Thursday, December 11, 2003: Three Days in New York

Thursday in New York was a day of much aimless wandering. We were ostensibly looking for a charger for the cell phone, but really, would you pay American money for a charger for a phone you're going to cancel soon anyway? It was a McGuffin. So we walked all up Broadway and around about, and it was very unsatisfying for reasons I have already discussed. We didn't have any activities all day, and we didn't meet up with any friends although we thought we might, which is kind of why we didn't plan any activities.

After we wandered, we went back to the hotel in the afternoon, and then went to Rosario's Pizza ("Best Pizza in the City"!) which was also disappointing. Crap day, all in all, although Blake and I did sit and talk about what we were and weren't enjoying about the vacation, and what we should do differently next time we go away somewhere.

Friday redeemed Thursday. We had planned to go to BurritoVille for breakfast, but when we got there it was only 10:00 or so, and the restaurant didn't open until 11:00. Instead, we went across the street to the Second Avenue Deli, which is a really charming little place. We set Delphine up in a high chair again, and she was a hit with the staff. I had fried matzo (because how often do you see that on a menu?) and applesauce, and I shared my applesauce with Delphine, making it her first restaurant food. She loved it.

Then we took the subway uptown to meet Joy and guppy and Columbine at Sephora. Joy and guppy were already there, and Col showed up almost immediately after we did, and we decided to head to the Comfort Diner for lunch. It took a while to find the place (apparently it moves around) but we did. Lunch was nice; it was cool to hang out with Joy and guppy and Columbine, although I didn't feel the magical chemistry I always hope for when I meet Suspects.

I actually never feel the magical chemistry I hope for -- I always hope that I'll get along like a house on fire with whoever I'm meeting, that we'll laugh and cry and have eight hundred things in common, that we'll finish one another's sentences and understand each other perfectly. Oddly enough, that never happens. It came pretty close when Columbine and Debbie came to Toronto and we went out for lunch -- we're all pretty much on the same page and they turned out to be incredibly easy to be with.

After lunch (I had a tasty burger and fries) we all took the train downtown again, briefly visited the hotel to change Delphine, and then I can't really remember what happened.

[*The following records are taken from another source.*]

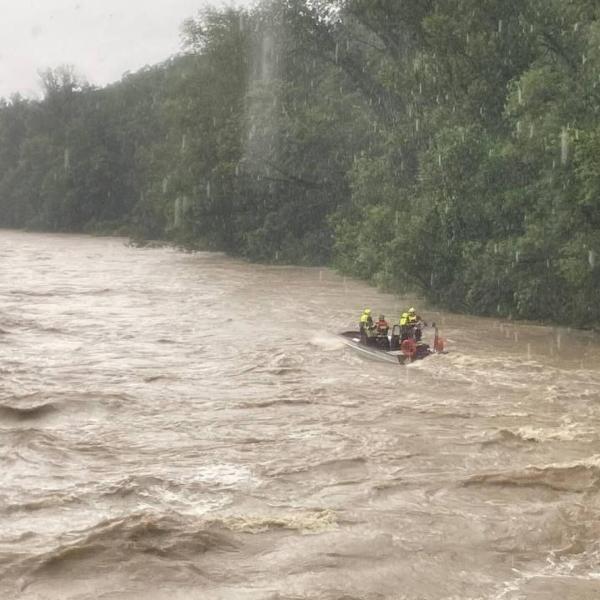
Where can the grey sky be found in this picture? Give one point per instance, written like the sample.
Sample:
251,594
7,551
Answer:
101,38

I do know we ended up at a cafe opposite the Lower East Side Tenement Museum called 88 Orchard. The cafe was great -- they had all kinds of tea, lattes, and astonishing hot chocolate, and also the coolest washroom I had been to in New York. I was sorry we hadn't discovered the cafe earlier so we could go again.

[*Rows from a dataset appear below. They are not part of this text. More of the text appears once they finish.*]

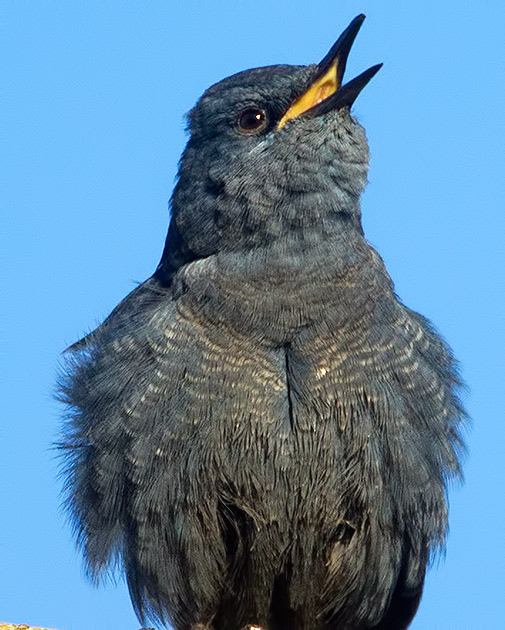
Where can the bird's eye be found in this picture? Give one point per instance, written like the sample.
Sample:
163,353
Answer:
252,120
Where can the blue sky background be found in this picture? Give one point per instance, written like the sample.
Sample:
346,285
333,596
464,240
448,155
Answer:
92,97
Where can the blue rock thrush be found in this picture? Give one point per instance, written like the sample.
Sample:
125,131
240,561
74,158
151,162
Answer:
260,435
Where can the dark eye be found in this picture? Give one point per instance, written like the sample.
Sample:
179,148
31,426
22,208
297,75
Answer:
252,120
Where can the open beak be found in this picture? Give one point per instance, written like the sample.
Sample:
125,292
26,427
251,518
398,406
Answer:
326,91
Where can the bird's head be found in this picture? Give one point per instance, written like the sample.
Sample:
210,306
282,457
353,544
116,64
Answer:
273,151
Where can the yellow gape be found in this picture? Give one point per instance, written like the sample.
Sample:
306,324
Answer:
320,90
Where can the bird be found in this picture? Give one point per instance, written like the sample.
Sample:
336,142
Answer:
261,435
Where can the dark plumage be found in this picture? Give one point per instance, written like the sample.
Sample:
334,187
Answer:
261,433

After coffee, sadly, it was time for dinner. (I think we all agreed there was too much eatin' and not enough time to get hungry that day.) Dinner was at a barbeque restaurant, and we met a whole bunch of other Suspects there, maya, Iko and Mike, and Julie. There was good food and good drinks and good chitchat. After dinner, we walked with maya and Julie to the gelato place, but it was disappointingly closed (at 11:00? What the?) So we all split off and went home, and that was the end of Friday.

Saturday was the day we went home. Originally we had a 12:30 flight, but Air Canada arbitrarily changed it to 3:30, which wasn't so bad as it turned out. Since the flight was so late in the day, we had time to go up to Douglas and Tanya's neighbourhood, Harlem, for breakfast. They have an apartment in a cool old building, with marble stairwells and mosaic tile floors and a little wee elevator. Their neighbours are beautiful old brownstones, some burned out and gutted, some renovated and sumptuous. A neighbourhood very much in transition.

We had breakfast at a little... I guess it's called soul food restaurant. It was a family-run restaurant, and the server was a little guy, maybe 9 years old. We all had one of those Big Breakfasts with lots of options, and the little guy wrote each. option. down. longhand. Slowly, because he's 9. It was really cute. And after he'd finished taking down the order, he had to read all our orders back to us.

I had sausage, which surprisingly came in patties, and grits, which surprisingly were white, not yellow (I'd never had grits before but I'd imagined they were yellow, like polenta), and toast and eggs. The perfect sustenance for a day of travel, which requires much fortification.

Douglas and Tanya had told us about a bus from Harlem to La Guardia which, they said, only took half an hour. I kind of didn't believe them, but $4 for a bus is way better than $70 for a car, so we thought we'd try it. So there we were with four backpacks, a stroller and a baby, catching a bus in Harlem. It's a good thing it was Harlem, where people are a good deal more helpful, patient and polite than the rest of Manhattan, or it would have been ugly. As it was, a lady held Delphine while we got ourself sorted out, and no-one was mad that we were taking up so much space.

And that's pretty much the end. We got to the airport okay, got home okay, and it was nice to be back. The first thing we did when we got home was go to Starbucks, which seems like an odd thing to do when you get home from the US, but our Starbucks really means the home neighbourhood to me.